Por ora, há que se considerar, para uma compreensão mais adequada do real significado da reorganização administrativa empreendida por Pombal, que a idéia de Estado Colonial é algo como uma unidade abstrata, nele não se precisando parcelas, poderes ou funções: a atividade do Estado pode ser, nesse sentido, figurada: o Estado é personalizado - através de símbolos feito a Coroa Portuguesa - e constitui-se em um todo institucional que “abrange o indivíduo, conjuntamente, em todos seus aspectos e manifestações.”15 Portanto, esse Estado, concentrado em atividades e personalizado em simbologias, possui marcas de presença ou ausência: é sua atuação permanente ou sua negligência diante dos diversos aspectos da vida das populações habitantes da colônia que contribuirão à delimitação de esferas de compreensão subjetivas acerca do público e do privado, por exemplo. Contudo, a concepção de uma idéia de Estado Colonial parece, à primeira vista, ignorar uma das dimensões históricas sobre as quais se fundam o colonialismo: a completa separação existente entre Metrópole e Colônia. Ou seja, falar em um Estado Colonial em todo o espaço geográfico do Ultramar e do Reino significaria desconsiderar as perceptíveis diferenças sociais, econômicas, políticas e culturais entre Metrópole e Colônia. Não é o que se propõe, contudo. Considera-se aqui o “Estado como um todo dinâmico, passível de ser observado sob vários ângulos, mas sempre conservando uma unidade indissociável”16: tal unidade, nesse chamado Estado Colonial, é a autoridade metropolitana, existente tanto no Reino quanto nas Possessões ultramarinas.

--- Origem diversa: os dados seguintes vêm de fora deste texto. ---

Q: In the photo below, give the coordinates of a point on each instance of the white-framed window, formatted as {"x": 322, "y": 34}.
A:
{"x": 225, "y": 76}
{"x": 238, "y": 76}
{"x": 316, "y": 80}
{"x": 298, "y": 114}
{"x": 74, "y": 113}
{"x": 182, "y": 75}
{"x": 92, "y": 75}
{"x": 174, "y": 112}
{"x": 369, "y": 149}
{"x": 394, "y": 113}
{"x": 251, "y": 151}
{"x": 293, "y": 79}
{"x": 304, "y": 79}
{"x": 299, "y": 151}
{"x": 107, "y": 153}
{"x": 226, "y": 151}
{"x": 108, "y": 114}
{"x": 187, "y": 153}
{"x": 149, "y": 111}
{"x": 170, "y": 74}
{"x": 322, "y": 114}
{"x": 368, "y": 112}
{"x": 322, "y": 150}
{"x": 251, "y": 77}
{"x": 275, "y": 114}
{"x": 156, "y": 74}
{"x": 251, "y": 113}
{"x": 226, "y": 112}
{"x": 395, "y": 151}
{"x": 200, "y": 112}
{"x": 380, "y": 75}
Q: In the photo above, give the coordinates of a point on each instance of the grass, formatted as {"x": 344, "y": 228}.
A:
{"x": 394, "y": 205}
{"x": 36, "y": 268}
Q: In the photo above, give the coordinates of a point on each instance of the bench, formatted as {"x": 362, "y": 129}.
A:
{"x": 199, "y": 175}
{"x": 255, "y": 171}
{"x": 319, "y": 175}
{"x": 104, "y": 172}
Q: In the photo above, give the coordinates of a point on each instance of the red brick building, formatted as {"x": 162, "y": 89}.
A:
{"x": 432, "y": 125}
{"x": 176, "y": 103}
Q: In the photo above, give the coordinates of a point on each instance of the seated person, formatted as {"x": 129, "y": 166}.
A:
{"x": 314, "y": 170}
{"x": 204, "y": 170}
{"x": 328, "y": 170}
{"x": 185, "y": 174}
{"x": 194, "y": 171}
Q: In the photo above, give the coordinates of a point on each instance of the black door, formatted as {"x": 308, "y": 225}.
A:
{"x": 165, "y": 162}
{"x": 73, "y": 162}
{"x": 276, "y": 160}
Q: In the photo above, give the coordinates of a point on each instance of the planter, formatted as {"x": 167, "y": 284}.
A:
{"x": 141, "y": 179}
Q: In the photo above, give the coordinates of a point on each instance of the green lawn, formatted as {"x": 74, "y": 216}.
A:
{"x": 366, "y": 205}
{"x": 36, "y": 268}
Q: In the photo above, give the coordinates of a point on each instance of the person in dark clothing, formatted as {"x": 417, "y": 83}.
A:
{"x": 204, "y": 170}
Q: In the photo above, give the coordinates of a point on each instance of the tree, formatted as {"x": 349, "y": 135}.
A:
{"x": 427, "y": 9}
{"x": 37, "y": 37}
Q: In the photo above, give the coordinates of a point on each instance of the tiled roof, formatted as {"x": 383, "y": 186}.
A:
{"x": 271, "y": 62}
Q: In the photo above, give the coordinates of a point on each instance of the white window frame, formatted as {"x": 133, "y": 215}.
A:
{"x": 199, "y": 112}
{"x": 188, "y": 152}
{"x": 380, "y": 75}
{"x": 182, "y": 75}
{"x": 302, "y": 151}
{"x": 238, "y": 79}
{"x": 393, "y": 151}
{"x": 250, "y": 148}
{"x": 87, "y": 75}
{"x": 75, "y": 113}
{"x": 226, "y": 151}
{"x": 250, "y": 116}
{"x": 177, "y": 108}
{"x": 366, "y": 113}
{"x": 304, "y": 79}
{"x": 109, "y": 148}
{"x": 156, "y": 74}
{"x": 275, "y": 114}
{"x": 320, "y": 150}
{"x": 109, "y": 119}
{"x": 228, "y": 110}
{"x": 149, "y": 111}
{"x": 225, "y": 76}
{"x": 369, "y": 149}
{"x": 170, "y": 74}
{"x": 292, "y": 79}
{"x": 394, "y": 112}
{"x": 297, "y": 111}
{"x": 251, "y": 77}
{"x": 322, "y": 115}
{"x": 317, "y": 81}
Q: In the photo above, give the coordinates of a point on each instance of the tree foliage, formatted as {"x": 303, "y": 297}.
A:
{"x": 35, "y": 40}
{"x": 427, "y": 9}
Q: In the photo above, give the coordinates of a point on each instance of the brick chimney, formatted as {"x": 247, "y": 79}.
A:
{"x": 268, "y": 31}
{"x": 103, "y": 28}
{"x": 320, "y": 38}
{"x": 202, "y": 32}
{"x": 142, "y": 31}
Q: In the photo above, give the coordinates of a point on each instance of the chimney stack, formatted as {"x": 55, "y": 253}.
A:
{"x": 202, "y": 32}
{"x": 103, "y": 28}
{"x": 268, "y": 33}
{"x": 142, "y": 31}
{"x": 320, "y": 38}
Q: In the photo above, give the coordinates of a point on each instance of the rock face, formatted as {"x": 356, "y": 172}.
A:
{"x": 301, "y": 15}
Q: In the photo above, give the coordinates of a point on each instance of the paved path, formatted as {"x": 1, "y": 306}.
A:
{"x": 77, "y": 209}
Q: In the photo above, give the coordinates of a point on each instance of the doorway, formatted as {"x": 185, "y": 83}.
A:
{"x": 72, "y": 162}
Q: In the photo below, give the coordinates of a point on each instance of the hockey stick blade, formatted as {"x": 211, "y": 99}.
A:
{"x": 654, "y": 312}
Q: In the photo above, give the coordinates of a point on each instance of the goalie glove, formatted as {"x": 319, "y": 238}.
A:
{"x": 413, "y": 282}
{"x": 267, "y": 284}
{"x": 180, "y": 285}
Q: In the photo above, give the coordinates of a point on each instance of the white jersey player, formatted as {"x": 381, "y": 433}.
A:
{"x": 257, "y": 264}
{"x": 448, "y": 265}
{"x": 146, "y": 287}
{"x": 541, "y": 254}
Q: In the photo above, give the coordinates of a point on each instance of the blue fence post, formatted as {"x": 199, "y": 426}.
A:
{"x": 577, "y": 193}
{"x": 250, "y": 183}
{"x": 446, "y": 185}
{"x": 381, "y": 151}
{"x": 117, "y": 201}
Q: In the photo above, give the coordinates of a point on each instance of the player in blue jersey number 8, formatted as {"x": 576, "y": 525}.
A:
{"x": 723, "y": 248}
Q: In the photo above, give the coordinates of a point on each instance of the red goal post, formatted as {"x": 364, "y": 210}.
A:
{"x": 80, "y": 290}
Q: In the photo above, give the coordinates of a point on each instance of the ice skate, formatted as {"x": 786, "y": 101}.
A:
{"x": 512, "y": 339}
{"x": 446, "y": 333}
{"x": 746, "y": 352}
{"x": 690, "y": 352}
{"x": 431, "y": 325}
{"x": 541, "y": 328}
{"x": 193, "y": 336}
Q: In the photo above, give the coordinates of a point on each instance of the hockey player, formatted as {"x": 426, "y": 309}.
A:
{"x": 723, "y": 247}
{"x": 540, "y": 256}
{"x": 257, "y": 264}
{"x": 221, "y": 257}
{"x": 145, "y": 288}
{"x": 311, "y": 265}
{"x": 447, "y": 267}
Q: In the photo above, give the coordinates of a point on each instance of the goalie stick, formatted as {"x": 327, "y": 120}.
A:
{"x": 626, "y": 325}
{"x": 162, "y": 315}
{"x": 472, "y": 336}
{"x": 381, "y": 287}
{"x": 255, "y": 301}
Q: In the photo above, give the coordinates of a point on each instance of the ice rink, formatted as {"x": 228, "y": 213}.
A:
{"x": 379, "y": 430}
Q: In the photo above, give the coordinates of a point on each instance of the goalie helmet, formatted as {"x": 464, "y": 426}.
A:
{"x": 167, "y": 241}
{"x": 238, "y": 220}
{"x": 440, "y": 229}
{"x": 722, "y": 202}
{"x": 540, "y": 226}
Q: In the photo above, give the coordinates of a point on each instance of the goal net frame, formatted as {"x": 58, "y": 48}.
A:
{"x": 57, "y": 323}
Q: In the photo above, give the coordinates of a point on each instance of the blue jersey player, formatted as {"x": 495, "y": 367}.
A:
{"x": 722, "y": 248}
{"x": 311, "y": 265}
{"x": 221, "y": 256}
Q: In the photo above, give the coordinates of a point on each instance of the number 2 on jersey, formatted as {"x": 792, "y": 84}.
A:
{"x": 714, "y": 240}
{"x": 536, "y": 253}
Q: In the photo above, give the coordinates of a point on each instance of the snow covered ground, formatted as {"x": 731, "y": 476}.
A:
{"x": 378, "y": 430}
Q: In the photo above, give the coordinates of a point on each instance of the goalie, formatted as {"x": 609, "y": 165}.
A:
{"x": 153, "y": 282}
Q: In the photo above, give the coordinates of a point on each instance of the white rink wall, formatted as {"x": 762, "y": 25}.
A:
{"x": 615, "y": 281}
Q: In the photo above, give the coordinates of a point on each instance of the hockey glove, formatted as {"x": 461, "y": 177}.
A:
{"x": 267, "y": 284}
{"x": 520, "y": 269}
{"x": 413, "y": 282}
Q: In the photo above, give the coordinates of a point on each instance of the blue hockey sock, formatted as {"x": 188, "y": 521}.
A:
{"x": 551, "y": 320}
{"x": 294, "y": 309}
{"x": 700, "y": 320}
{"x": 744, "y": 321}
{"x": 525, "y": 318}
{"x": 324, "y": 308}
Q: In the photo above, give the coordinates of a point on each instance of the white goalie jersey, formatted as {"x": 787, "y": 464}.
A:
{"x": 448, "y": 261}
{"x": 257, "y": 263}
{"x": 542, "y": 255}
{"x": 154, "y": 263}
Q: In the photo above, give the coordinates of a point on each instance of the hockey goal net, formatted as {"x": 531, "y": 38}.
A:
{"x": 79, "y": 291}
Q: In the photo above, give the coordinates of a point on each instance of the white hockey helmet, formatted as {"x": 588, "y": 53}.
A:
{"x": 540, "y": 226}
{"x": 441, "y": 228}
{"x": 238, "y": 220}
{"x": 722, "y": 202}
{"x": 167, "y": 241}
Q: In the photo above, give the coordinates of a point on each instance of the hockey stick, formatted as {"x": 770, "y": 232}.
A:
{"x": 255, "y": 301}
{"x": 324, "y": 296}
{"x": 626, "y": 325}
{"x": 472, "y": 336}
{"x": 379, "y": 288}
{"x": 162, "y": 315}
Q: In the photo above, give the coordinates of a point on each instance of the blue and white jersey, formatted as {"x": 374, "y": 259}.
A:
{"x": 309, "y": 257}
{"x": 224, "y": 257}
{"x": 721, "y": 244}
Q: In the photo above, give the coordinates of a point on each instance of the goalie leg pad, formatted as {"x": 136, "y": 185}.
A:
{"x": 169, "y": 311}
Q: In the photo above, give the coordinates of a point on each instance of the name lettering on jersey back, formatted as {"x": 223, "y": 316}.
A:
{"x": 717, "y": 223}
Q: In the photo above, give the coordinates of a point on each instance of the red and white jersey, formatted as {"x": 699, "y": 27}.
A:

O Estado, no panorama político do Antigo Regime, está diretamente ligado às áreas de atuação do poder real, zonas multifacetadas em áreas de exercício do poder17, que formam esse complexo concentrado. Conforme alude HESPANHA:

Estas imagens constituem, para toda a época moderna, uma constante, mas a sua combinação e hierarquização vão evoluindo, provocando novos entendimentos da actividade governativa da coroa, alguns deles com tradução institucional, processual e de pessoal político.18

É nesse cenário que as reformas pombalinas serão...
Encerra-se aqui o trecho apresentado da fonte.